Larastan is PHPStan configured specifically for Laravel. It understands Eloquent models, facades, relationships and the rest of the framework so it gives you useful analysis instead of false alarms about Laravel magic. If you are on a Laravel codebase, use this instead of plain PHPStan.
For JavaScript and TypeScript developers
ESLint is the standard linting tool for JavaScript and TypeScript. Beyond catching syntax errors it can be configured with rules that flag structural smells: functions that are too long, too deeply nested, or doing too many things at once. Free, open source and already installed in most projects.
For teams and CI pipelines
SonarQube (self-hosted) and SonarCloud (cloud version) scan your entire codebase and produce a dashboard showing code smells, bugs, security issues and test coverage in one place. It integrates with GitHub, GitLab and Bitbucket so it can comment on pull requests automatically. The community edition is free. The paid tiers add branch analysis and security rules.
The practical setup for most teams is SonarQube or SonarCloud running on every pull request, blocking merges that introduce new smells above a configurable threshold, while PHPStan or Psalm runs locally before the developer even pushes.
What to do when you find one
Not every smell demands immediate action. The question is whether fixing it now costs less than living with it will.
If the code is on a hot path that gets touched every sprint, the smell is actively slowing the team and the fix should go on the backlog with real priority. If the code is stable, rarely changed and well-tested, the smell may be worth noting and leaving alone.
When you do refactor, do it with test coverage in place. Refactoring is restructuring code without changing its observable behaviour. Tests are how you verify the behaviour was preserved. Refactoring without tests is just editing with optimism.
The skill underneath the term
Recognising code smell is a learned perceptual skill. It develops the same way any technical taste does: by reading a lot of code, writing a lot of code and getting feedback from people who have done both longer than you have.

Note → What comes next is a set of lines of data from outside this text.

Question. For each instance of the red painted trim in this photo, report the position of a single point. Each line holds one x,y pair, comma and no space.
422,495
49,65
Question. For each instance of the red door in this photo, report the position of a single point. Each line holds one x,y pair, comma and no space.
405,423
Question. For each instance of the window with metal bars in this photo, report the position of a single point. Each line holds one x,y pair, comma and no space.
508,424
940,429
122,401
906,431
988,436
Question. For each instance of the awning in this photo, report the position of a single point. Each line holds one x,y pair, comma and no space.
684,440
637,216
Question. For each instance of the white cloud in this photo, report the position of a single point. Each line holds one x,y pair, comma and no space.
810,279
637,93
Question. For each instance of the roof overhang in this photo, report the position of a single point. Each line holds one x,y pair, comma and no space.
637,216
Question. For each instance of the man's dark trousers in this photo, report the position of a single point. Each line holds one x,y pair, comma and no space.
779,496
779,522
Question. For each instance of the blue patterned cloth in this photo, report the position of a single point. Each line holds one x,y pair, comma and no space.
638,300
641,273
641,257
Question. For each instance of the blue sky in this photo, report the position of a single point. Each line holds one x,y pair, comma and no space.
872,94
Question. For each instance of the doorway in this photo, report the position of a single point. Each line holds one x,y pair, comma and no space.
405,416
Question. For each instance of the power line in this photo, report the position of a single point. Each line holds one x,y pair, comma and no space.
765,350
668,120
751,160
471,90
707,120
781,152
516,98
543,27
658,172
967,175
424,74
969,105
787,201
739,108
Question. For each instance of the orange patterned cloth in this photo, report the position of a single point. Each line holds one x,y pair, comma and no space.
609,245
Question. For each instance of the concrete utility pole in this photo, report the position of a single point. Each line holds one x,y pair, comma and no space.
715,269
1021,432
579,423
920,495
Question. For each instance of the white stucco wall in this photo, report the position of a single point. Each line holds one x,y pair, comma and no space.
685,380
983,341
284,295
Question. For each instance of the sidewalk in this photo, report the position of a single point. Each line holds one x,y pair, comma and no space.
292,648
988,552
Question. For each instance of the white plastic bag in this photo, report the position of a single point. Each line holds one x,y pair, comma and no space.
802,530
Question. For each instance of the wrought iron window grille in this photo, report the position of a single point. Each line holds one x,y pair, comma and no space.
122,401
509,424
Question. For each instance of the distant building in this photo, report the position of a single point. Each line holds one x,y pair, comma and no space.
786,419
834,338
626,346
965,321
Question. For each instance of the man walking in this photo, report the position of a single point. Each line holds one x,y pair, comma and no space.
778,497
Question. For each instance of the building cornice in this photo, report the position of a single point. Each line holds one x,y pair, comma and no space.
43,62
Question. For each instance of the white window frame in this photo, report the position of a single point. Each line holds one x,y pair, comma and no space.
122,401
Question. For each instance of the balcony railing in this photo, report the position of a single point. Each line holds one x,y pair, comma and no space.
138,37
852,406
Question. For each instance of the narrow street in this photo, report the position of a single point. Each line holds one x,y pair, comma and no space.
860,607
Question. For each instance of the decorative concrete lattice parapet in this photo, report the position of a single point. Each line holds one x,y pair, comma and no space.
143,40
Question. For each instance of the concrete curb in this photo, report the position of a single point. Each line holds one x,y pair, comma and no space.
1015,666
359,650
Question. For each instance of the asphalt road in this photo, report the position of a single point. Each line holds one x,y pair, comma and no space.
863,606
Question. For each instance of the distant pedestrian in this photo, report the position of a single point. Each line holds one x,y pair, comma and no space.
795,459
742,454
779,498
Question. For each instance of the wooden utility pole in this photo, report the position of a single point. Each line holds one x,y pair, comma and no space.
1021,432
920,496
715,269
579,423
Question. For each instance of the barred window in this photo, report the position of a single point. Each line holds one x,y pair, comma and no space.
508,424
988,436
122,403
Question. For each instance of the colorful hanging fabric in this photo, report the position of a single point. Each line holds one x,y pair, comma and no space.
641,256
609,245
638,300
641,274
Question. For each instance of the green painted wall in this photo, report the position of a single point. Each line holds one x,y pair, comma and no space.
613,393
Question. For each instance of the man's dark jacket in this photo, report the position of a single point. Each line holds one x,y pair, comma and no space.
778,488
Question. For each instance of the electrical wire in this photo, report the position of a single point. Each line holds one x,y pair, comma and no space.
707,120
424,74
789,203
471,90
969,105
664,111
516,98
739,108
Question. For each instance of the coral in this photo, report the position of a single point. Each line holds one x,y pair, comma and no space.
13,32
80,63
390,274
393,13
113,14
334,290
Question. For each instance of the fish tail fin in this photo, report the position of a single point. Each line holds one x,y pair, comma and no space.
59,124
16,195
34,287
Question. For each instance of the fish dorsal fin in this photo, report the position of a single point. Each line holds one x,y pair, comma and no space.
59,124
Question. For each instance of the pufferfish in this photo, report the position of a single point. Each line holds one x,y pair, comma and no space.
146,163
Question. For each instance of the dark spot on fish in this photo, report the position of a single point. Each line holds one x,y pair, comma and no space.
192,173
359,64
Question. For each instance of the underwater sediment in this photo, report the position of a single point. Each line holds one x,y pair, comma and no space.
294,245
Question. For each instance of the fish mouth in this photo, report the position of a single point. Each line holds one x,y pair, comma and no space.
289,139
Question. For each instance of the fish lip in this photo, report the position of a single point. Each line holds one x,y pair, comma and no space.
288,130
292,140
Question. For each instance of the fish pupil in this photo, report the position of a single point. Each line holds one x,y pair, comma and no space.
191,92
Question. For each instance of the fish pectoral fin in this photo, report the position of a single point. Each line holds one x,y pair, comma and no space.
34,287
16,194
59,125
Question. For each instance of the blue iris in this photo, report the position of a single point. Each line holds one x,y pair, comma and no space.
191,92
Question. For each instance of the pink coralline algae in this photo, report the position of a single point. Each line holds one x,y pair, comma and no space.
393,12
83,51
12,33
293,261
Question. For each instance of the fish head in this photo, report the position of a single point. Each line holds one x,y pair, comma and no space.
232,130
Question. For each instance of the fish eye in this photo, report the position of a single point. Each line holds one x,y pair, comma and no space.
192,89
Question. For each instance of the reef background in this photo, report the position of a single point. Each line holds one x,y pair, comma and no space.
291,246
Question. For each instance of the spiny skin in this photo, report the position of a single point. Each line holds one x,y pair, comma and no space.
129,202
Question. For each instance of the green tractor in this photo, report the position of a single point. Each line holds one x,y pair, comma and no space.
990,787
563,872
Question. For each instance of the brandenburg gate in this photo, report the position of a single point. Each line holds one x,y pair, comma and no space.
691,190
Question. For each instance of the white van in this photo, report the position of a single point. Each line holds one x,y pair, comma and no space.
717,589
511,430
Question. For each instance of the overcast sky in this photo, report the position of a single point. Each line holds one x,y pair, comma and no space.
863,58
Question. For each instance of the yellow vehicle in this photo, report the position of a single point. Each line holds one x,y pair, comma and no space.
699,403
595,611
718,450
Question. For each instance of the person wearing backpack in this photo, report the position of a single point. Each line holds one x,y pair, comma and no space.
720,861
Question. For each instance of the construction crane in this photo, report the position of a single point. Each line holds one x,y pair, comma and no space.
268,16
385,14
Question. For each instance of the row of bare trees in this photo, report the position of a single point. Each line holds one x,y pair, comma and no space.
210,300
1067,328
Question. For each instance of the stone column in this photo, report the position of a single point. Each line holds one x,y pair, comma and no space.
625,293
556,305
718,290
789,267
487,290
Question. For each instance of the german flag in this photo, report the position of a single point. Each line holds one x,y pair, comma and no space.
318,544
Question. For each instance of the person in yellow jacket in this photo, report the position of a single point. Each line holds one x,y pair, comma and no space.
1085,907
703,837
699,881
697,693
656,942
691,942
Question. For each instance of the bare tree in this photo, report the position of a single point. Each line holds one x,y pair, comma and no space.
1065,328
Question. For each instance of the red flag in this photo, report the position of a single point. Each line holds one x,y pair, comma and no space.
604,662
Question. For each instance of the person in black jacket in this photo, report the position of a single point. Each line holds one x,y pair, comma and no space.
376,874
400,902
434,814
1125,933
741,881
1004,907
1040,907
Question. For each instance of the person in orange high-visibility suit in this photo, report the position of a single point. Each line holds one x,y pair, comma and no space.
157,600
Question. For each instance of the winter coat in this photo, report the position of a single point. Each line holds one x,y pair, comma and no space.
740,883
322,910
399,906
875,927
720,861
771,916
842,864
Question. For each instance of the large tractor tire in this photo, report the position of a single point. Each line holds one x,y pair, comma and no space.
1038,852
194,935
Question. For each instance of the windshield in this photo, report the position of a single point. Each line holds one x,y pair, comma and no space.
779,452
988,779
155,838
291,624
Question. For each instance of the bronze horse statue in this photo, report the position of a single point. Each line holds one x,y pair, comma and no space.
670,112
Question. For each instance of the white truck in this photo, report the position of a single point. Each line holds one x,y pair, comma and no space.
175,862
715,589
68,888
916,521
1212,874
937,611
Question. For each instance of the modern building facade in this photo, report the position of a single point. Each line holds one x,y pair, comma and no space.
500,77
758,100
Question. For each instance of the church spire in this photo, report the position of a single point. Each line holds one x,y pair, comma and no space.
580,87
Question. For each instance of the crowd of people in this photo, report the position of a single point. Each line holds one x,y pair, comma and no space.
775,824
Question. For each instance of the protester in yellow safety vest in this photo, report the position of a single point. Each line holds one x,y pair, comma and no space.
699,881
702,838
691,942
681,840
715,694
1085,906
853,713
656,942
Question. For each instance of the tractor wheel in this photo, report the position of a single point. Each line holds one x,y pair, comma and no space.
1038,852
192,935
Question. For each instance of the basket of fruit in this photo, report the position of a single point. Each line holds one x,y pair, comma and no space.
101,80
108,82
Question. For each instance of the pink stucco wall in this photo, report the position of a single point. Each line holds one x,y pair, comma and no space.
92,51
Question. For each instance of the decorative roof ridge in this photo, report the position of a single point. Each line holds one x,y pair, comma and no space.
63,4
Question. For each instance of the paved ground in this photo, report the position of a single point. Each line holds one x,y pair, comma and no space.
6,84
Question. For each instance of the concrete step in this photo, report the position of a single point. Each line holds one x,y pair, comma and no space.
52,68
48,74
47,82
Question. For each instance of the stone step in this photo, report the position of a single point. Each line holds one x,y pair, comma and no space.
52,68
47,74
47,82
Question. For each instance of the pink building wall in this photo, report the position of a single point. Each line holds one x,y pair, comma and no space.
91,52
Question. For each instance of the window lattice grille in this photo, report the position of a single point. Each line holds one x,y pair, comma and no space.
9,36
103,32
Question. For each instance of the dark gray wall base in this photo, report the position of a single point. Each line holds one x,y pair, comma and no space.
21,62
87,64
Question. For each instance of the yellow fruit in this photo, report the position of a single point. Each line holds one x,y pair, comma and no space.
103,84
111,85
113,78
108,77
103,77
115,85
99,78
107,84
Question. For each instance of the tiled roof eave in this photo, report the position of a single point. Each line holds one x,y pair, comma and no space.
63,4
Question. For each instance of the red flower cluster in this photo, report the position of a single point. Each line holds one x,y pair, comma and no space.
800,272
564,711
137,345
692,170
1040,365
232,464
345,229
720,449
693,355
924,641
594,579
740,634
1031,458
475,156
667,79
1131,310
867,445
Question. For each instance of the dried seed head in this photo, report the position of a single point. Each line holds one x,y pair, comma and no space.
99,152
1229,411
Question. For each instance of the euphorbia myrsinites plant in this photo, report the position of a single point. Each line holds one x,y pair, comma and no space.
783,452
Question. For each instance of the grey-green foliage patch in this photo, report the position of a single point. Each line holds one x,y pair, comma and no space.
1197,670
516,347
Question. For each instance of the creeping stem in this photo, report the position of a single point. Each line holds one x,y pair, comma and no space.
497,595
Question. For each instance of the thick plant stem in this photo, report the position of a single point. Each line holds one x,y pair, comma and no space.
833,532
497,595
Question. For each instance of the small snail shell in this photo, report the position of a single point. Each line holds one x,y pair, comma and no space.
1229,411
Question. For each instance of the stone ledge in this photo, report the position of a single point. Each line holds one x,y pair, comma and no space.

Junior developers often cannot see smells in code they wrote because they are still focused on making the code work at all. Senior developers see them immediately because they have learned to read code for its future maintenance cost, not just its current correctness.
The goal is not a perfectly clean codebase, which does not exist in any production system that has been around for more than a year. The goal is a team with enough shared vocabulary to name what they see, enough discipline to keep the worst smells from accumulating and enough judgment to know when to fix something and when to move on.
That starts with knowing what the term means.